QUALE ECUMENISMO

per Gian Franco Ferraris
Autore originale del testo: Raniero La Valle

Ieri 23 gennaio si sono svolti nel Duomo di Mestre i funerali di Maria Vingiani, storica promotrice del cammino e del pensiero ecumenico in Italia, pioniera dell’incontro tra cristiani di Chiese sorelle, tra cattolici ed ebrei e poi anche tra persone di religioni diverse. Noi la ricordiamo quando, all’inizio del Concilio, da Venezia insieme a don Germano Pattaro venne a Bologna all’Avvenire d’Italia per proporre l’iniziativa, allora rivoluzionaria, di dare avvio ed impulso all’impresa dell’ecumenismo in Italia, cosa che appunto avvenne col SAE.
Maria Vingiani è venuta a mancare dopo una vita meravigliosa anche se sofferente, all’inizio della Settimana di preghiera per l’unità dei cristiani , in un momento difficile per l’ecumenismo, che sembra aver perso nella nostra Chiesa l’impeto originario e si sta assestando in una sorta di normalizzazione in cui il vero dialogo ristagna. C’è infatti una contraddizione, perché mentre da parte di papa Francesco si moltiplicano scelte e gesti di grande forza anche simbolica sulla via della comunione ecumenica ed interreligiosa (fino alla novità di associare ai suoi viaggi apostolici i massimi esponenti di altre confessioni, come farà nel prossimo viaggio in Sud Sudan con il primate anglicano Welby), sul piano istituzionale il processo sembra in pausa e l’approdo appare lontano. Ciò dipende anche dal fatto che mentre si cerca un’unità tra le confessioni, queste si dividono al loro interno: nell’Ortodossia orientale si è aperto un grave conflitto tra le Chiese associate al Patriarcato di Mosca e quelle legate al Patriarcato di Costantinopoli, nella confessione anglicana ci si divide sui ministeri e sull’episcopato femminile, nella stessa Chiesa cattolica si annida una sorda opposizione al luminoso magistero di papa Francesco, nell’Islam ci si divide sulle pulsioni settarie e violente, nell’ebraismo permane l’ostacolo dell’irrisolto intreccio tra il messaggio universale e salvifico del popolo della Torah e il sionismo politico dello Stato israeliano che non fa vivere i palestinesi.

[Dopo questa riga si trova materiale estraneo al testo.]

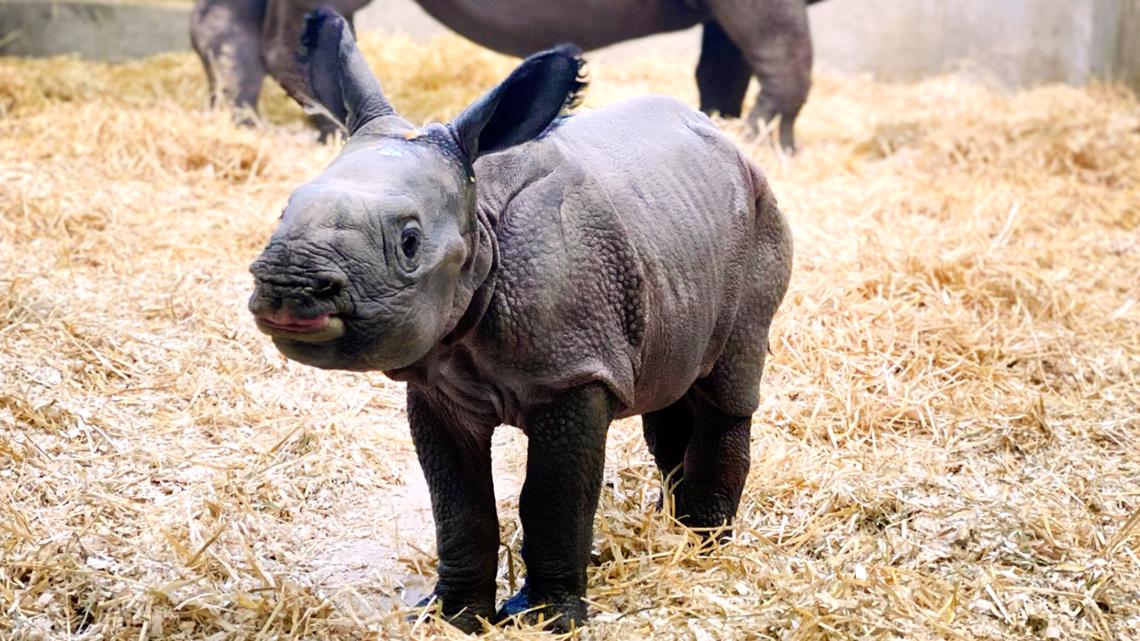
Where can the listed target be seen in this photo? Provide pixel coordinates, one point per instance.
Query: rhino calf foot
(560, 613)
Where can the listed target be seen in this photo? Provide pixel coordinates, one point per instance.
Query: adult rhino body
(239, 40)
(551, 274)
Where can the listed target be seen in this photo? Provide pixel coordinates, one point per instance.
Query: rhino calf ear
(335, 73)
(524, 104)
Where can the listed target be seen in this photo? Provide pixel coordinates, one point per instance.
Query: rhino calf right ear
(335, 73)
(524, 104)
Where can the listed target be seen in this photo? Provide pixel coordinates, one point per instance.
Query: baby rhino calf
(548, 273)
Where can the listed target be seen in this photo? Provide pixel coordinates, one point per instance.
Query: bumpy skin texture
(238, 40)
(621, 261)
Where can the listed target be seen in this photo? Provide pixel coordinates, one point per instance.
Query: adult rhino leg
(776, 42)
(667, 433)
(566, 456)
(227, 37)
(281, 38)
(456, 461)
(722, 73)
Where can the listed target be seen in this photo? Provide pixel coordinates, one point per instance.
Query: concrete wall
(1015, 42)
(1011, 42)
(100, 30)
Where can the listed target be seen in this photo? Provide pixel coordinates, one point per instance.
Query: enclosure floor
(946, 448)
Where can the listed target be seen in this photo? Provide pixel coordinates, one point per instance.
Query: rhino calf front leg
(456, 461)
(775, 39)
(566, 456)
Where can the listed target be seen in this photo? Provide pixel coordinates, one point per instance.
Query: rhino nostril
(327, 286)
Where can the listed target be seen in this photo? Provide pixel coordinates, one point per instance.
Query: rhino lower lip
(324, 329)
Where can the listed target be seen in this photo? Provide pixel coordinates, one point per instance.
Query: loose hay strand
(946, 446)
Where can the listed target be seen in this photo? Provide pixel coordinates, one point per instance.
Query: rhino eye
(409, 242)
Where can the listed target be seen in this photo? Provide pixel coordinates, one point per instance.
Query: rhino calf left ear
(524, 104)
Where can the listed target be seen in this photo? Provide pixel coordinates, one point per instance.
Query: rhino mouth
(322, 329)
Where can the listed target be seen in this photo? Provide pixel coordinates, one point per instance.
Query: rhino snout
(300, 308)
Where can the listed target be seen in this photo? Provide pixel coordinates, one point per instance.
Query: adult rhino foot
(469, 619)
(559, 614)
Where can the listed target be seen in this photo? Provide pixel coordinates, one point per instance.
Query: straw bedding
(949, 445)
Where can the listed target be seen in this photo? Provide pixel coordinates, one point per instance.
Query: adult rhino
(241, 40)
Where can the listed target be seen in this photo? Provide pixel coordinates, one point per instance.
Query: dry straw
(947, 446)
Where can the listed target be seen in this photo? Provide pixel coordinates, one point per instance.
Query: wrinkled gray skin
(239, 40)
(553, 277)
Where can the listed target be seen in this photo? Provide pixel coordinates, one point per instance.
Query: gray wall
(1011, 42)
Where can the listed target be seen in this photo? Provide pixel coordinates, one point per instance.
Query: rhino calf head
(375, 260)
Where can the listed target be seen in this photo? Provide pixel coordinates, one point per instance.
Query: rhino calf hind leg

Può darsi che tutto ciò sia il segnale che l’ecumenismo come è stato vissuto finora – e nella Chiesa cattolica a partire dal Concilio Vaticano II – ha dato i suoi frutti e non può andare molto più in là: il conseguimento dell’unità piena è storicamente fuori della sua portata e la stessa intercomunione, non tanto a livello di fedeli (dove già si pratica) ma a livello di Chiese, allo stato attuale della teologia e delle culture religiose sembra molto lontana se non improbabile. Ma poiché l’ecumenismo e il rapporto interreligioso sono certamente nel piano di Dio, di un Dio riconosciuto non più geloso delle scelte dei suoi figli, forse è il caso di pensare che siamo a un cambio di paradigma: continuerà senza dubbio a svolgersi un ecumenismo a vari livelli, ma quello da far proprio fin d’ora, nella storia e nella vita, non è tanto quello del mito dell’unità organica (secondo una «suicida» interpretazione fondamentalista dell’evangelico «un solo ovile e un solo pastore»), ma è quello dell’accoglienza reciproca e dell’«armonia delle differenze» proclamate nel documento di Abu Dhabi di papa Francesco e dell’Imam di Al-Azhar sulla «fratellanza umana»; forse i suoi figli Dio li vuole anche anglicani con le donne vescovo, luterani con la Santa Cena e ortodossi senza il primato giurisdizionale del vescovo di Roma.